The suspicion of ghosts: The story of Juan Shuliang

There was once a man of southern Xia Shou by the name of Juan Shuliang who was both slow-witted and cowardly.

Walking along a road one moonlit night, he saw his own shadow on the ground in front of him.
“It’s a ghost crouching there!” he thought to himself.
Looking up, he saw a strand of hair dangling in front of his eyes.
“Ooh! It’s standing up now!” he thought.
He was so frightened he turned around and began to shuffle backwards.
As soon as he reached his home, he dropped to the ground and died from sheer fright.

Allegorical Meaning

This ancient parable from Xunzi explores the psychology of self-deception through the story of Juan Shuliang, a man who mistakes his own shadow for a ghost and dies of fright. The allegory reveals three profound insights:

The Cognitive Basis of Superstition

Juan’s terror stems from misinterpreting sensory data, demonstrating how unexamined perceptions become “evidence” for false beliefs. Xunzi uses this to argue that human cognition inherently distorts reality.

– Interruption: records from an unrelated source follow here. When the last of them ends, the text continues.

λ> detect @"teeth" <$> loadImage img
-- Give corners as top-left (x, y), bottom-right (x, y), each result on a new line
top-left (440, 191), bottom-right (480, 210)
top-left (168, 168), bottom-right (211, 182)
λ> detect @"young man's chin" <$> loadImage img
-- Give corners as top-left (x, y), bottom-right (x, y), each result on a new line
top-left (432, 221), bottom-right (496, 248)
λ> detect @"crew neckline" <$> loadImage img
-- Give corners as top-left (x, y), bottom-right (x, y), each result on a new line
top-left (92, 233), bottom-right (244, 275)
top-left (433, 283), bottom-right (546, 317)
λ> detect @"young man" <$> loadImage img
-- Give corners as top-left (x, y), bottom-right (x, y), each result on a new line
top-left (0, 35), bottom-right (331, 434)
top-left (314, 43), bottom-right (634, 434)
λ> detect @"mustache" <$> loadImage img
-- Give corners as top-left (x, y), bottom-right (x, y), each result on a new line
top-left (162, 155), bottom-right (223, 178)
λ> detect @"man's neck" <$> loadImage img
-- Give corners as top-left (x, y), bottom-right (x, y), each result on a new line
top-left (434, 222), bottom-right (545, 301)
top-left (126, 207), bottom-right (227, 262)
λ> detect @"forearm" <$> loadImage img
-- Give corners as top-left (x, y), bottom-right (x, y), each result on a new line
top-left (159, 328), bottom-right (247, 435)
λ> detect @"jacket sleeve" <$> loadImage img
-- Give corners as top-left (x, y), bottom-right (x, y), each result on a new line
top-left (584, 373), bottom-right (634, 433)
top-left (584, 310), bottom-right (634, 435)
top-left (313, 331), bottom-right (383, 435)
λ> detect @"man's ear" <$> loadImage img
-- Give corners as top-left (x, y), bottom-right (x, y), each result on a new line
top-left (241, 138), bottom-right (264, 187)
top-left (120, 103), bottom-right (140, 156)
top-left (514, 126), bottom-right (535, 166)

The Fatal Power of Confirmation Bias

The protagonist’s prior belief in ghosts primes him to interpret ambiguous stimuli as supernatural. This mirrors modern psychology’s “perceptual readiness” theory — we see what we’re conditioned to expect. His eventual death symbolizes how irrational fears become self-fulfilling prophecies.

Epistemological Warning

Xunzi used this story to question our sensory reliability — serves as a proto-scientific critique of relying on subjective experience over rational investigation.

The fable’s genius lies in showing how fear + ignorance = self-destruction. Its antidote — Xunzi’s emphasis on “dispelling obscuration” — remains vital for our post-truth era.